The Relatives Have Spring Fever

My post may appear to have nothing to do with being able to write a book, but guess again.  Where do you think I get my ideas and vivid details for the type of books I write?

My attention is split these days between the computer to blog and work on a book and the transformation outside from winter to spring. Sweet smelling purple and white hyacinths are in bloom in one of my flower beds. On a trip through a couple towns yesterday, I saw other flowers, but in the country, the temperature is cooler. We are not protected from the cold winds so country flowers take longer to come up and bloom. I just keep telling myself that my turn is coming to admire my flower beds.

Now we have most of the baby lambs and goats born and frolicking around the barn yard. City relatives want to see the newborn. A great nephew thought we ran a petting zoo. I gave him a bottle of milk to offer a lamb. The lamb came at him with such gusto it was all the little fellow could do to hang on to the bottle. After the bottle went empty, the nephew made a lap around the barn yard, chasing the sheep. They managed to stay ahead of him and not knowing his intention decided to hide in the barn until he left. I put a milk goat in the stanchion and offered to let him milk, but he took one look at what I had in mind for him to do and yelled, "Gross." After that he stayed fairly close to his father. He’s only five years old. The rabbit tour was more up his alley. They watched him from the safety of their cages, and he eyed them back.

That same day, a 36 year old nephew, a new relative by marriage, who wants to experience all he can about farm life came to visit. He is always eager to learn something new when he comes to visit. First, I had to dig out two new nipples so that I had enough bottles to go around to feed the lambs. Nephew was going to help me put the new nipples on the bottle. The hard new rubber nipples refused to stretch over the pop bottles. It took us half an hour to get the job done. Finally, my husband pulled his pliers out of his side holster, grabbed the tab at the bottom and stretched the nipples over the opening. Where was he thirty minutes before? Of course, the nephew thought I gave him trick nipples to use just to see him struggle. The next morning the new nipples went on the bottles as easy as the older nipples because they had been stretched. I haven’t told Nephew this yet.

He helped our five year old great nephew bottle feed lambs, but he wanted to try more of a challenge. For a year now, he has been asking me if he could milk a goat. I handed him the bucket and pointed to the goat in the stanchion. My instruction was to milk fast while she ate her feed, because when she finished eating, she lays down. The nanny is pretty smart that way. This is her statement. She gets fed, or she don’t give milk.

Nephew worked gingerly at something he’d never done before. I finally told him to turn loose of the bucket and use both hands. After getting half a cup of milk in the bottom of bucket, he told me to show him how I do it.

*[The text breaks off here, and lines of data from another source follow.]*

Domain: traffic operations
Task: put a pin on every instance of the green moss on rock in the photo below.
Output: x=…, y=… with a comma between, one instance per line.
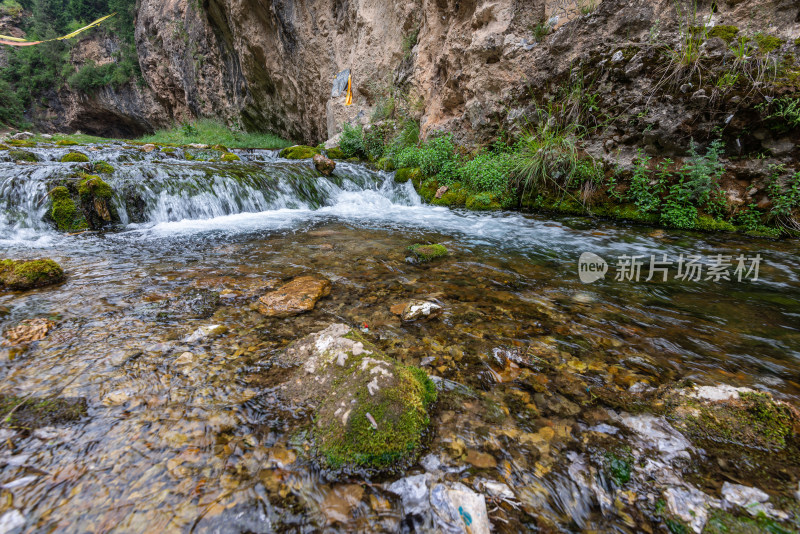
x=101, y=167
x=767, y=43
x=425, y=253
x=726, y=33
x=754, y=420
x=23, y=275
x=26, y=143
x=64, y=211
x=32, y=413
x=23, y=155
x=227, y=157
x=299, y=152
x=75, y=157
x=92, y=185
x=386, y=164
x=370, y=410
x=336, y=153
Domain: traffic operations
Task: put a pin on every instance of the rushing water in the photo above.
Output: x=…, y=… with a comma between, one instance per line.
x=182, y=444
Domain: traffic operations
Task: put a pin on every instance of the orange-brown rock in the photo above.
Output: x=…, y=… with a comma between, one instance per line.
x=298, y=296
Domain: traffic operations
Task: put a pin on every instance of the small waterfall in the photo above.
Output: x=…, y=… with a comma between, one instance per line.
x=159, y=187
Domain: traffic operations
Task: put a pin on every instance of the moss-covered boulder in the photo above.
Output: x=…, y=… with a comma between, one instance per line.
x=95, y=198
x=739, y=418
x=299, y=152
x=370, y=411
x=35, y=412
x=427, y=253
x=75, y=157
x=23, y=155
x=64, y=211
x=336, y=153
x=102, y=167
x=23, y=275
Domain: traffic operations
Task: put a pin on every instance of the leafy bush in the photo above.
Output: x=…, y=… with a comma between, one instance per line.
x=352, y=142
x=489, y=172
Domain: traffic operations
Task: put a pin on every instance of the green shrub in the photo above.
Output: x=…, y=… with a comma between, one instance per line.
x=726, y=33
x=336, y=153
x=489, y=172
x=645, y=196
x=299, y=152
x=352, y=142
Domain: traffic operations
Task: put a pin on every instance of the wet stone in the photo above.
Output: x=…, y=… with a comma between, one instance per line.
x=298, y=296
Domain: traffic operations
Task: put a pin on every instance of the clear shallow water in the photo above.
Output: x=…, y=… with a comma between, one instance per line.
x=175, y=446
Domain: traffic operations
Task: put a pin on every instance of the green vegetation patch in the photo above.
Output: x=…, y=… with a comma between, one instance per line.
x=75, y=157
x=23, y=155
x=383, y=429
x=23, y=275
x=406, y=174
x=64, y=211
x=92, y=186
x=767, y=43
x=754, y=421
x=209, y=132
x=427, y=253
x=101, y=167
x=726, y=33
x=31, y=413
x=336, y=153
x=299, y=152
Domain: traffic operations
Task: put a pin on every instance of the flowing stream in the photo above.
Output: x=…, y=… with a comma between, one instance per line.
x=201, y=446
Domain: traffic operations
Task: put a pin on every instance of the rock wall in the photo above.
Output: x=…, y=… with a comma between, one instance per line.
x=472, y=67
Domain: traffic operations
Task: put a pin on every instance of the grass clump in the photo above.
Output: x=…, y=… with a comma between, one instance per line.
x=209, y=132
x=75, y=157
x=23, y=275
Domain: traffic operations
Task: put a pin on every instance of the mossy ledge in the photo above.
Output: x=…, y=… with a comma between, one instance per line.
x=32, y=413
x=64, y=212
x=299, y=152
x=22, y=155
x=23, y=275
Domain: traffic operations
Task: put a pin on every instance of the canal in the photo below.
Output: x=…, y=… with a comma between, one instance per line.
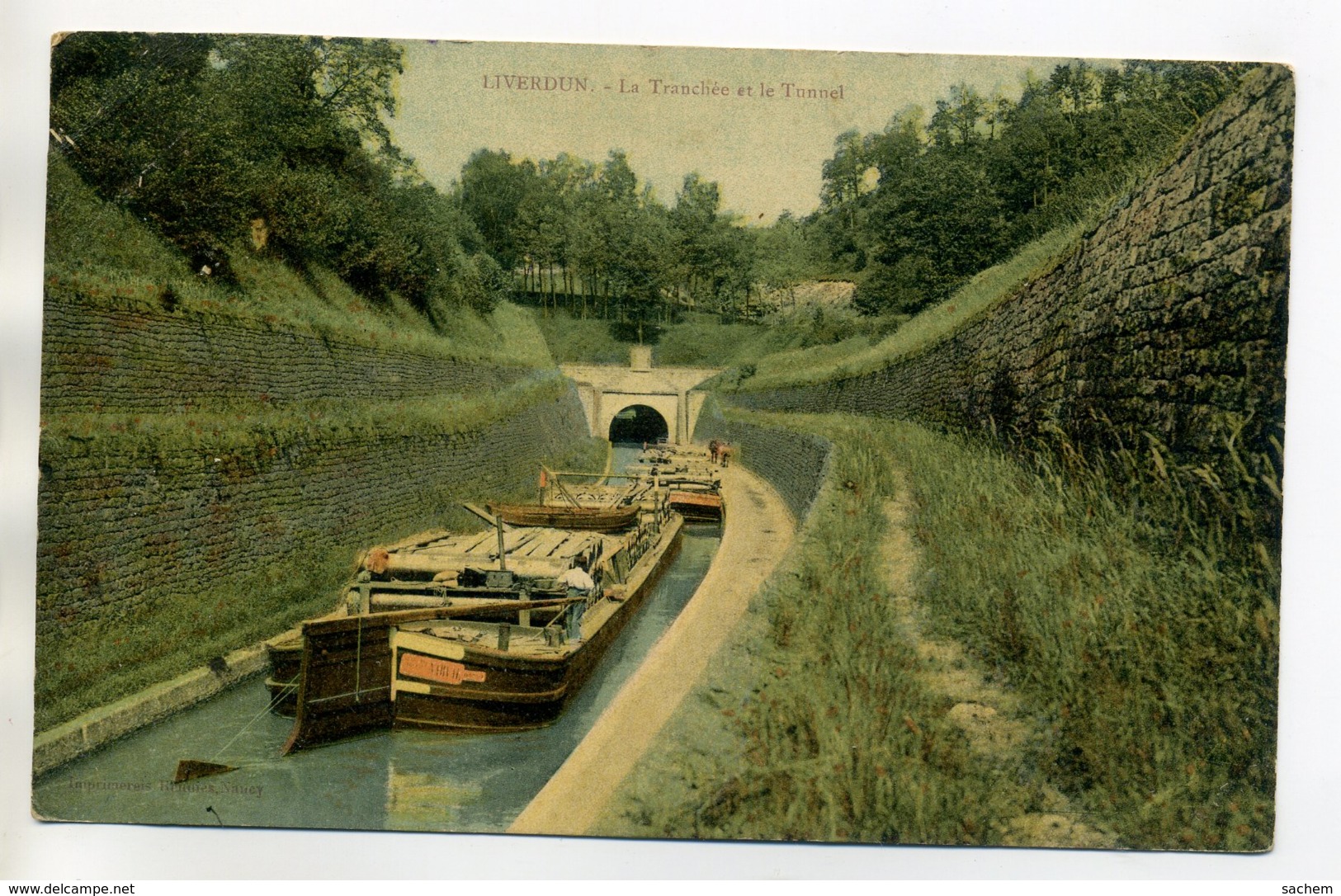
x=399, y=780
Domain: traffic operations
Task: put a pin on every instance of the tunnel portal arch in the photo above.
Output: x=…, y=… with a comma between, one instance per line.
x=637, y=422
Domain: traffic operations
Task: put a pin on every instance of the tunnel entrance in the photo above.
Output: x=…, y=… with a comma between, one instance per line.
x=639, y=424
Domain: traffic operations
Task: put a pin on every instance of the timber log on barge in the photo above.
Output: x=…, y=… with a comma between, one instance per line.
x=691, y=476
x=491, y=630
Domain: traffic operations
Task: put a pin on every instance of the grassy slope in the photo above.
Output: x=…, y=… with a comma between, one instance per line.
x=701, y=341
x=97, y=254
x=858, y=355
x=1150, y=663
x=101, y=254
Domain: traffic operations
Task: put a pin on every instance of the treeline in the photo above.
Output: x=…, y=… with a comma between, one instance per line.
x=276, y=144
x=590, y=238
x=924, y=204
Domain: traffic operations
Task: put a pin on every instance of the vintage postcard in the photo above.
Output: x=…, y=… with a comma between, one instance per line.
x=661, y=441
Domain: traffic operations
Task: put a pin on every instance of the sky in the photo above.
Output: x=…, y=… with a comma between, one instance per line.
x=1300, y=32
x=763, y=150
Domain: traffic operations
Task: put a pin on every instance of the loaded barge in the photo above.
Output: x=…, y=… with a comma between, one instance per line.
x=491, y=630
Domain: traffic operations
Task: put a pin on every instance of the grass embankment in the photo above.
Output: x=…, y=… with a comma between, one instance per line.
x=100, y=254
x=701, y=341
x=1143, y=655
x=858, y=355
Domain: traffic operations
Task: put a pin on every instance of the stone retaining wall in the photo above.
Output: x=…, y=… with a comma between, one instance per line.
x=794, y=463
x=101, y=360
x=121, y=533
x=1169, y=318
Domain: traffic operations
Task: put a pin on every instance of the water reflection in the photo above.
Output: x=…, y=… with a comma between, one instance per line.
x=403, y=780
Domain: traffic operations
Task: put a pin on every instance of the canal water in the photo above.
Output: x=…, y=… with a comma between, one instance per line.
x=396, y=780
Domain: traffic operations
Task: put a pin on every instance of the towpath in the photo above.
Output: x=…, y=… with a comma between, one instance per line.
x=758, y=534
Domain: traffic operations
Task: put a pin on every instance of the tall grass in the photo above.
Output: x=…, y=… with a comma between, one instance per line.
x=836, y=738
x=1145, y=630
x=1140, y=634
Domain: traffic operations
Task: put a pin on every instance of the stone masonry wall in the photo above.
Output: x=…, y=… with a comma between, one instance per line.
x=100, y=360
x=1169, y=318
x=794, y=463
x=124, y=534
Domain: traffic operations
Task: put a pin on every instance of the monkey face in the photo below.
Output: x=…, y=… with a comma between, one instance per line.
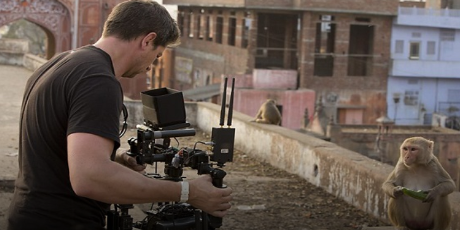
x=410, y=154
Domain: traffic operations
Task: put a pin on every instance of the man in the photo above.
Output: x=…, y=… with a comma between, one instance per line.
x=69, y=130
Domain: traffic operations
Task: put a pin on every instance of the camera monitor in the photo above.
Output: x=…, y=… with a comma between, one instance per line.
x=164, y=107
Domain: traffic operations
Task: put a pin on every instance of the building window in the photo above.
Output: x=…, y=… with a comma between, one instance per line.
x=447, y=35
x=191, y=25
x=209, y=29
x=245, y=32
x=399, y=46
x=414, y=52
x=416, y=34
x=180, y=21
x=411, y=97
x=431, y=48
x=324, y=47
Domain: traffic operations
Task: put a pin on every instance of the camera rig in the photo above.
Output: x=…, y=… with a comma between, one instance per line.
x=153, y=145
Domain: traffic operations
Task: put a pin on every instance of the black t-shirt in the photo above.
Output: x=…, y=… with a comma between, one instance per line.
x=74, y=92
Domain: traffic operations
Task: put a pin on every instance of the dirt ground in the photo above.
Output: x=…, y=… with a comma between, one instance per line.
x=264, y=197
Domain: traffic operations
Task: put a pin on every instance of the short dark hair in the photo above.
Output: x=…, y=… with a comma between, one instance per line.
x=131, y=19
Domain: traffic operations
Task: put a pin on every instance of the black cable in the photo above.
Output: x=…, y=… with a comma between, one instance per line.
x=125, y=124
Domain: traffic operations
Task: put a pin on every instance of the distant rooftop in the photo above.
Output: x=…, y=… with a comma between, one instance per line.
x=441, y=18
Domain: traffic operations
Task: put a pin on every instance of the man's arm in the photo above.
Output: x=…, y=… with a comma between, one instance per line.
x=94, y=175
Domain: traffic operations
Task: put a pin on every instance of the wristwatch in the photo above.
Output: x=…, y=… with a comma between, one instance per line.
x=184, y=192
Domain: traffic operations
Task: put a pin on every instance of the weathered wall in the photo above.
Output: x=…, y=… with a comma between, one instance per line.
x=343, y=173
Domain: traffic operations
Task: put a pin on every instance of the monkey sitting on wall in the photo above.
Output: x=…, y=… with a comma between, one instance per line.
x=268, y=113
x=418, y=169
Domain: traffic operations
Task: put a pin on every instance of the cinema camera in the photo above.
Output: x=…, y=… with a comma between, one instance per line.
x=164, y=118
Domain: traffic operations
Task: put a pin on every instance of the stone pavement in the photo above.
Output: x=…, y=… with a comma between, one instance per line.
x=13, y=80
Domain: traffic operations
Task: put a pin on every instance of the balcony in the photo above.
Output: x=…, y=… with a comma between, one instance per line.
x=428, y=69
x=439, y=18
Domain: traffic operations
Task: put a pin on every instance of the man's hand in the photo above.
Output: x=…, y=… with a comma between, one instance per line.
x=212, y=200
x=123, y=158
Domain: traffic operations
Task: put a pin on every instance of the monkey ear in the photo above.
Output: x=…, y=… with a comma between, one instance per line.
x=430, y=144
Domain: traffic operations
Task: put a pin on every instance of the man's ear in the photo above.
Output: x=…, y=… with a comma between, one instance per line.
x=148, y=39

As he got down close to watch, I pulled the trick that has been handed down through most families of farmers when they milked their cows. I missed the bucket and sprayed him. My aim was good. I splattered the back of his hand, thinking to not mess up his city clothes. He wiped his hand on his slack legs like a true county man. Unaware that I missed the bucket on purpose and this nephew being the teaser he is, he isn’t going to let me forget my bad aim for awhile. Not that a trick or two is going to stop him from coming back for more lessons. He loves being on the sidelines of what we do here. I know how he feels. It was bred into me from my ancestors to want this country life and to appreciate it.